The term “whole person” education has become something of a marketing buzzword in recent years. And it’s understandable why the term resonates—particularly with those responsible for the education of our children. Who wouldn’t want their child to be seen as more than a brain in a desk, more than one whose bodily life is treated as accidental to who they really are?
The truth is that whole person education is inevitable. All education shapes the whole child even if it doesn’t market itself as such. Children are invariably educated as whole people precisely because all they do they do as real body and true soul. As people made in God’s image, we reflect his grace in all aspects of our life on earth.
The question, then, is not whether education concerns the whole person. The whole child is always educated explicitly or implicitly. Rather, the question is to what end the whole child will be trained: for good or for ill? Thus, as C. S. Lewis famously remarked, there are no mere mortals, but “immortal horrors or everlasting splendors.” Will the whole child live forever an “immortal horror,” or will they stand before the face of God resplendent with everlasting glory, body and soul, in life and in death?

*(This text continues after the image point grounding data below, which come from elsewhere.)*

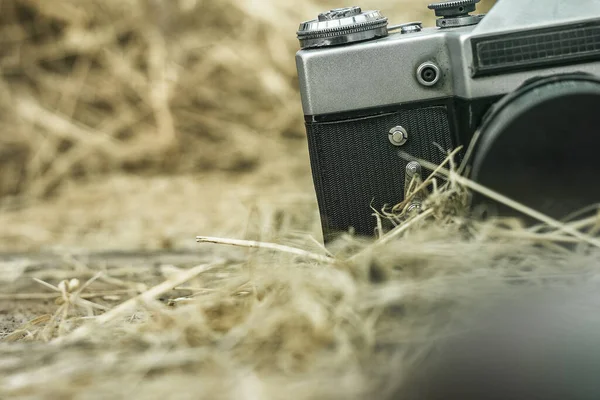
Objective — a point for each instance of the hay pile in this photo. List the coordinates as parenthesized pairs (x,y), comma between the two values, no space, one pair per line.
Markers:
(154,86)
(275,322)
(142,86)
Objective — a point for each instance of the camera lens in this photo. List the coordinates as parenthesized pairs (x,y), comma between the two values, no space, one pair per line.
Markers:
(540,147)
(428,74)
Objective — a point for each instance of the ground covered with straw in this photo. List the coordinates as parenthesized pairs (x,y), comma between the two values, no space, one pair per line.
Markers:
(130,127)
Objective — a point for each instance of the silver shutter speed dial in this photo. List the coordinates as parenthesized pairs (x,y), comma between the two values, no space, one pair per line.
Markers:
(455,13)
(342,26)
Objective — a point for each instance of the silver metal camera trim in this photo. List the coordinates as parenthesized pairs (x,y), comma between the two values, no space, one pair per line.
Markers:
(379,72)
(428,64)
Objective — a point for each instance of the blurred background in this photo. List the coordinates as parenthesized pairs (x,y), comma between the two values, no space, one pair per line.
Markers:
(139,124)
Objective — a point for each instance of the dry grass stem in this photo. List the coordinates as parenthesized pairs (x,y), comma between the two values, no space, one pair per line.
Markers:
(269,246)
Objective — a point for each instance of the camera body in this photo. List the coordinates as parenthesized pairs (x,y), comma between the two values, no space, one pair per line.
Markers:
(369,89)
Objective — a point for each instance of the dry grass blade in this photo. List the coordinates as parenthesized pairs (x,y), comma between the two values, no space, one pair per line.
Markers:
(130,304)
(472,185)
(263,245)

If Lewis is right—and the likes of Dante, Calvin, and the Apostle Paul with him (2 Cor. 4:17)—all education has an assumed anthropology as its starting point. Yet, a properly ordered pedagogy recognizes that all that a person is has been designed by God as a theater for his glory. Or, as another theologian put it, “the glory of God is man fully alive.”

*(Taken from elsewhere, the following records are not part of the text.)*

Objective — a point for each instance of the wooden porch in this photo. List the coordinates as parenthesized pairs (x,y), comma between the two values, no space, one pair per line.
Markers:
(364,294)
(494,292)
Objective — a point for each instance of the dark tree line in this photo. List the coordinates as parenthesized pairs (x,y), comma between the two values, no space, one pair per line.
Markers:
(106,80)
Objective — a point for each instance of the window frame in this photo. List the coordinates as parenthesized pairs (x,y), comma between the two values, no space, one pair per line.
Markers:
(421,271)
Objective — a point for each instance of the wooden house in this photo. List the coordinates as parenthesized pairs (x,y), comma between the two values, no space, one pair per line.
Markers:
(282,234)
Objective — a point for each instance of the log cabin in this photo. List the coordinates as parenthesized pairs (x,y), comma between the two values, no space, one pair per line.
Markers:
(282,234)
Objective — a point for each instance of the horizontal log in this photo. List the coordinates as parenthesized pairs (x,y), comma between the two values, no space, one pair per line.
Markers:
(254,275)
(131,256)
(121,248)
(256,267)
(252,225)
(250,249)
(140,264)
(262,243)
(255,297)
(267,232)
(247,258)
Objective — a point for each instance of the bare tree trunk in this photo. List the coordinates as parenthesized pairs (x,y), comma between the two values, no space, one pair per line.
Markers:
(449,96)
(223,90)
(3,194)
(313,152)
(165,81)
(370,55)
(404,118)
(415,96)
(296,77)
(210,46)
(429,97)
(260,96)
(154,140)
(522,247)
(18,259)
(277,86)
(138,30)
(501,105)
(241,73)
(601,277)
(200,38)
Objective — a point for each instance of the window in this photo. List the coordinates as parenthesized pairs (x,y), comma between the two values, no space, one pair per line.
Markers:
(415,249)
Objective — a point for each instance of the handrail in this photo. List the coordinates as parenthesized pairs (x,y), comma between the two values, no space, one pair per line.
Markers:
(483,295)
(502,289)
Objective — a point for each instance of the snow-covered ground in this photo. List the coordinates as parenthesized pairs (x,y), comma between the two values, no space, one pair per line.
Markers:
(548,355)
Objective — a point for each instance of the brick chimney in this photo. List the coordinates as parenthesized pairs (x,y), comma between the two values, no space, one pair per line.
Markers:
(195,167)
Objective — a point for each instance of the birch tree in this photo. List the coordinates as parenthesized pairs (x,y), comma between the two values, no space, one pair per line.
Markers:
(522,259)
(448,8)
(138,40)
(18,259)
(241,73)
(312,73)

At Calvin, we believe that all that is good, true, and beautiful is grounded in the character of God. It has been revealed for us to know in the realms of general and special revelation: truth, goodness, and beauty have been made to be known and we have been made to know them. This is why, for instance, the humanities faculty are committed to modeling humility in the discussion of texts, expressing confidence in objective truth, while demonstrating a willingness to pursue growth and learning in front of our students. A well-led discussion of texts should affirm the inherent value of every human individual, respect their need to grow and develop as a whole person, and to encourage a discourse that is marked by honesty and charity with the text and toward their fellow classmates.
This anthropology speaks not merely to the starting point of education, but the whole scope of one’s life: that we, like Christ, might be said to increase in wisdom, and in stature, and in favor with God and man (Luk. 2:52), ultimately, for the joy that was set before him (Heb. 12:2). May we, too, guide our children toward that same end: that they, like Christ, may know the joy of being fully alive in the totality of their humanity—in this life and in the next.